3 thoughts on “Should I Stop Paying My Private Student Loans or File Bankruptcy?”

  1. I have been in exactly Chads shoes.
    I choose default – My tax returns are all gone, and my paycheck is under threat of garnishment. BUT I have a small emergency fund, and lien free (no mortgage or loans on it) camper and piece of land to park it on.
    Should the worst come to worst and my latest job disappear I will be living on the land in a camper with my family while preparing to file bankruptcy as soon as the unemployment runs out.
    Shelter, heat, food, clothing, medicine (and education for a child) are the essentials.
    Pay for these first, figure out how to get them for less.
    Basic communication (a phone per adult maximum with minimum cost) and Transportation (foot and bike wherever possible) are also allowable.
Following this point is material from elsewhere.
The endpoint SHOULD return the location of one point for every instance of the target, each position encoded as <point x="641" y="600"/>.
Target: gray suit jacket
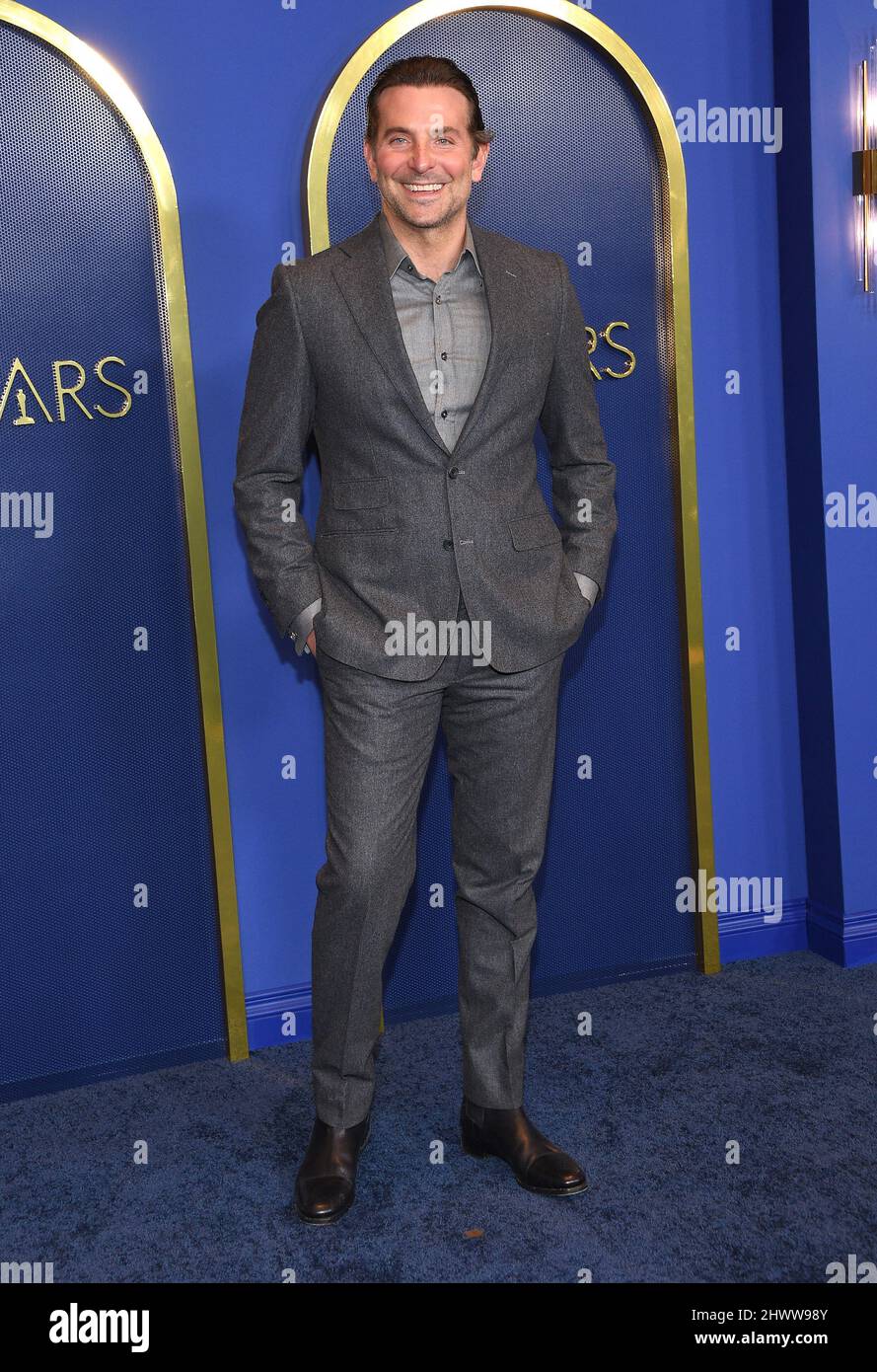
<point x="403" y="523"/>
    Expect to declare bankruptcy. Expect to have to do it yourself (Pro Se I believe it is called). Plan it, plan your adversarial proceedings, there is research here and in other websites to help.
    You might be able to scrape by and maybe even finish paying it off, but don’t let those first essentials go wanting for you or your family due to your debt slavery. (And it is debt slavery, when you look at how the system has been rigged). You owe your family more than you owe some faceless soulless corporation that has rigged the legal game against you.